A.karroo Hayne seed were soaked in freshly boiled distilled water for 24 h. A. tortilis (Forsk.) Hayne and A. ataxacantha DC. seeds were placed in 98% H2SO4 for 30 min and A. nilotica L. and A. nigrescens Oliver seeds were placed in 49% H2SO4 for 60 min. After this the seeds were rinsed with at least six changes of water and soaked in water for 24 h. Sixteen seedlings of each of the five Acacia species were germinated in vermiculite in a glasshouse and transplanted to 0.17 m diameter pots filled with filter sand. During replanting, soil (200 g) collected from a savanna site in Hluhluwe-iMfolozi Park was added to the pots of six plants per species as an inoculation treatment to introduce native Rhizobia spp. and induce root nodulation of the five Acacia species. The plants were supplied with 400 mL Long Ashton nutrient medium (Hewitt 1966) modified to contain either 1 or 2 mm NaNO3 (pH 6.5) twice weekly. The pots were leached with 1 L weekly and watered as necessary. Plants were harvested 150 days after transplanting and separated into leaves, stems, roots and nodules, weighed, dried at 80 °C for 48 h, re-weighed and milled in a Wiley mill using a 0.5 mm mesh (Arthur H Thomas, Philadelphia, PA, USA). The milled material was analysed for tissue N concentration and δ15N values through mass spectrometry.

field experiments

Seeds of Acacia karroo, A. nilotica, A. tortilis, A. ataxacantha and A. nigrescens were scarified with sand paper, soaked in hot water for 24 h and then grown in a shade house in Hluhluwe-iMfolozi Park for 3 months (September to December) in potting soil. Seedlings were planted out on the 17 December 2005. The study site (S28.07696, E32.04103) was an area of mixed grass that was divided into 20 plots measuring 3 × 3 m that were separated from each other by burying a heavy plastic sheet to a depth of 0.5 m. The 20 plots were randomly assigned to treatments with grasses present or removed. In plots with grass, the grass was cut to a height of 0.05 m before planting while in the ‘no grass’ plots the grass was eliminated by digging out the grass and grass roots. Seedlings were planted 0.75 m apart with 25 seedlings randomly assigned to each plot. The seedlings were selected to ensure that initial sizes of individuals of a species were similar. The plots with no grass were regularly weeded to keep out plants other than the Acacia seedlings. An irrigation system was installed to ensure regular watering to prevent water limitations.

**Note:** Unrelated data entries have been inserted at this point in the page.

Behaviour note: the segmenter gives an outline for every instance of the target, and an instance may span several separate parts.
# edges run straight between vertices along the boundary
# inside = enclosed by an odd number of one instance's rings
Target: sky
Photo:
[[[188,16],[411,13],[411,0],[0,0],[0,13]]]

The stem length of the plants was measured thrice (33, 112 and 261 days) after transplanting. After 112 and 261 days, three replicate plots of both the ‘grass’ and ‘no grass’ treatments were harvested for biomass determinations and leaf analyses. Remaining plants were pruned back to ground level to determine their capacity to resprout. This resprout growth was harvested after an additional 141 days. The leaves of plants harvested after 112 days were divided into young and mature. The leaf tissue samples were dried at 80 °C for 48 h, weighed, milled to powder and the N concentration (% DW), δ15N and δ13C values measured using a mass-spectrometer. Samples from the top 0.3 m of soil were collected from each plot after 112 days and analysed for pH and N, C, P, K, Na, Mg, Ca and also δ15N.

field-collected material

The number of trees of each species larger than 1 m tall was counted in 10 different 0.64-ha plots distributed through the savanna regions of Hluhluwe-iMfolozi Park during 2000. During 2005, legume saplings in these savanna regions were excavated to search for nodules on the roots. The occurrence of nodules was scored and the proportion of individual trees of a species with nodules calculated. Leaf samples of a number of legume and non-legume tree species were collected in March/April 2005 and 2006. The youngest fully expanded leaves were collected from six individuals of each species, bulked, and milled for analysis (see Appendix S1 in Supplementary Material for species list). The leaf material was subjected to mass-spectrometer analysis for leaf N, δ15N and δ13C values.

soil analysis

The soil was dried at 80 °C for 48 h and then sieved (1 mm mesh). Soil pH was determined by shaking 2 g soil in 20 mL 1 m KCl at 180 r.p.m. for 60 min, centrifuging at 10 000 g for 10 min and measuring the supernatant pH. Soil nitrogen was determined by digestion with a FP-528 Nitrogen Analyser (Leco Corporation, St Joseph, USA). Soil was prepared for P analysis by extracting 6.6 g soil in Bray II solution (Bray & Kurtz 1945) before filtering and analysing using ICP-AES (Varian Vista MPX, Melbourne, Australia). Exchangeable cations were displaced from 10 g soil with 25 mL of 0.2 m ammonium acetate. The samples were filtered through Whatman no. 2 and made to 200 mL and K, Na, Ca and Mg measured using ICP-AES analysis.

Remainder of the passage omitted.